University of Otago law professor Andrew Geddis said a Section 70 was required to legally require someone to self-isolate or get a test.
He said it was unclear within the law whether a request, such as the letters sent to students, from a medical officer of health constituted a Section 70 order.
Contact tracing staff were not such medical officers, so could not issue orders, he said.
If no Section 70 order was in place, Geddis said, There’s no binding rules, they’re moral rules.
If someone says, ‘Thank you very much for that [self-isolation request], but I fancy going down to the gym or going to work at KFC’, they’ve been bad, but they haven’t been illegal.
The Section 70 order asked that any students, staff, or visitors of Papatoetoe High School in the prior 14 days, and any person who had resided in the same house of these people connected to the high school.
Everyone captured by the order was required to self-isolate at their ordinary place of residence, and to remain isolated until they are contacted by the Public Health Unit or the national contact tracing service, and they receive further direction.
The order also required that all attendees of the high school get a test for Covid-19, not the family members.
Geddis said the February 23 order was only effective up until the point that a contact tracer spoke with a family, and not beyond that.
It’s just a really badly worded order … The contact tracers requirement is not legally binding on people, unless the medical officer of health has specifically said to those people you must stay isolated.
The Ministry of Health on Wednesday confirmed contact tracers asked families, after the order was in place, to stay at home until the student in their family returned a negative test.

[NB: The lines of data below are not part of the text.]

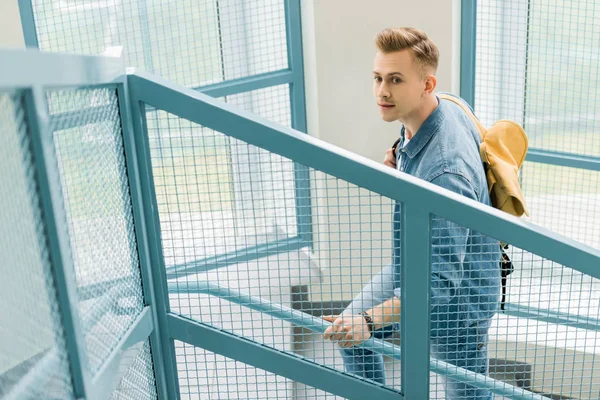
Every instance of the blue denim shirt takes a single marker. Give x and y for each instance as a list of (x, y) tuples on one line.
[(465, 271)]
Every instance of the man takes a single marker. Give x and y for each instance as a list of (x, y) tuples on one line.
[(438, 144)]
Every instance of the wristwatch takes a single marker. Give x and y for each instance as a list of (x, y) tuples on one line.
[(369, 321)]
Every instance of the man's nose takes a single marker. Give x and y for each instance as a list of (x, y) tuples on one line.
[(383, 91)]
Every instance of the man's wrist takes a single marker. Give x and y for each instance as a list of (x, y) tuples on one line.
[(369, 322)]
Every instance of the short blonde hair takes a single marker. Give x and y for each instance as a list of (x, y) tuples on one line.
[(424, 51)]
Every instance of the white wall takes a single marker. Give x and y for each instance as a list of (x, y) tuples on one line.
[(338, 41), (11, 32)]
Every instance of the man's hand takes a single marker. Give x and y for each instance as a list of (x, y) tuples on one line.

Geddis said that Bloomfield had previously described such orders as serious and made such orders public, but that was not done in this case.
“There’s been a failure to properly publicise what is actually quite an important legal step. And the Ministry of Health probably should reflect on why this wasn’t on the Covid website for everyone to see.
ACT leader David Seymour said the Government was attacking people for breaking the rules when it’s not clear in most instances which rules they actually broke.
“The prime minister stood on the highest pulpit in the land and whipped up hysteria against a group of people who can’t defend themselves … and certainly they’re somewhat culpable, but the Government hasn’t taken any kind of culpability for its own failings.
He said was unacceptable that Cases N and F went for a walk together under lockdown, but the Government was quite happy to blame people before it had that information.
Papatoetoe town centre, with closed shops and very few people after a local Covid-19 cluster sent Auckland back into alert level 3 lockdown.